Credit: Getty Images

Where the value disappears

In a conventional model, equipment follows a straight line: buy, deploy, use, dispose. Every cycle repeats the same embedded carbon costs. Every disposal writes off residual asset value. The waste compounds invisibly across the organisation, a few hundred devices here, a data centre refresh there, but it adds up.

Allard Pheifer, Global Lead of Sustainability at CHG-MERIDIAN, calls this “value leakage” and argues most organisations have no idea how much of it they’re generating.

“In a linear model, you purchase a device, use it for a few years and treat the end of that cycle as a disposal cost,” Allard says.

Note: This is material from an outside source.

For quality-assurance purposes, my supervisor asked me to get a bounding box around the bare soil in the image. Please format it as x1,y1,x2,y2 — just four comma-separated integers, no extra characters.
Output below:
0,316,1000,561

“In a circular model, that same device retains value through its second and third life. You recover cost, reduce carbon and keep critical materials in productive use. It’s not about spending more on sustainability. It’s about capturing value you’re currently throwing away.”

CHG-MERIDIAN Global Remarketing Center in Central Europe

From transactional to relational

The most effective sustainable procurement best practices extend beyond vendor selection to the full asset lifecycle. Instead of managing procurement as a series of one-off acquisitions, lifecycle-led organisations treat equipment as an asset to be managed from purchase through end-of-life.

Contracts include take-back clauses, certified data erasure and remarketing commitments. The financial model shifts from ownership to service-based arrangements where the provider retains ownership and carries the incentive to extend every device’s productive life.

Pheifer points to CHG-MERIDIAN’s own results as evidence of what this approach delivers at scale. Across the company’s global portfolio, 96% of devices returned at lease end are remarketed, refurbished and placed into a second or third use cycle. Only 4% reach true end-of-usable-life.

“The opportunity is there for procurement leaders to drive real change,” Allard adds.

“When you manage the full equipment lifecycle, you strengthen the bottom line and deliver on sustainability goals at the same time. It doesn’t have to be one or the other.”

This is the sustainable procurement best practice most organisations are still missing: managing the full lifecycle, not just the first transaction. For procurement leaders ready to act, the starting point is clear.

Audit current end-of-life handling, embed lifecycle provisions into the next RFP and evaluate service-based models that align financial incentives with sustainability outcomes. The decisions being made now will set the pattern for years to come.